Si affacciò al buco quadrato col ritmo un poco accelerato. Con sollievo, ne trasse degli oggetti del tutto innocui, alcune torce, un coltello, un paio di riviste (che subito lanciò fuori bordo), due o tre libri classici. Niente di più, o quasi. La stessa forza che prima lo teneva sveglio ora spingeva la sua testa a considerare il fondo del contenitore, là dove giacevano, inconsapevoli, alcuni fogli tenuti insieme con dello spago.

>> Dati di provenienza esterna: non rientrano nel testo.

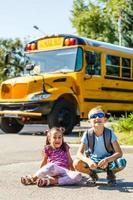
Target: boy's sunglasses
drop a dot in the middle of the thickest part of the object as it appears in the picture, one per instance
(99, 115)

Quello che temeva era successo, senza fragore, nessuna esplosione, nessun gorgo.
Rassegnato, obbedì a sé stesso. Prese i fogli bianchi, rimise il coperchio alla scatola e la usò come tavolo. Si sedette su di uno sgabello che passava di là e, alla luce di una lampada a petrolio, si mise a scrivere.
di Andrea Filippini, I classificato, Sez. Racconti; All rights reserved
Nota biografica dell’autore
Nato a Varese il 2 ottobre 1986, passa l’infanzia a Varano Borghi, piccolo comune della provincia.
All’età di undici anni si trasferisce ad Atene, dove vivrà per quattro anni. In Grecia, grazie alla frequentazione di un ambiente altamente stimolante, avrà modo di sviluppare uno spiccata capacità nell’osservare le persone e nel tratteggiarne i caratteri. Da sempre affascinato dalle capacità magiche della lettura, è in questo periodo che si cimenta nei primi scritti.
Rientrato in Italia, completa la scuola dell’obbligo scegliendo lo studio dei classici, cosa che consentirà un’evoluzione fondamentale soprattutto nella scelta dei contenuti che i suoi scritti pretendono di trasmettere.
L’esperienza universitaria a Pavia, prima, a Forlì e Grenoble poi, offrono molteplici spunti per un’evoluzione soprattutto stilistica, alla ricerca di un registro più immediato ed originale che permetta un contatto diretto tra l’emozione che vuole essere espressa e la sensibilità del lettore. Nel 2012, in marzo, si laurea in Scienze Internazionali e Diplomatiche.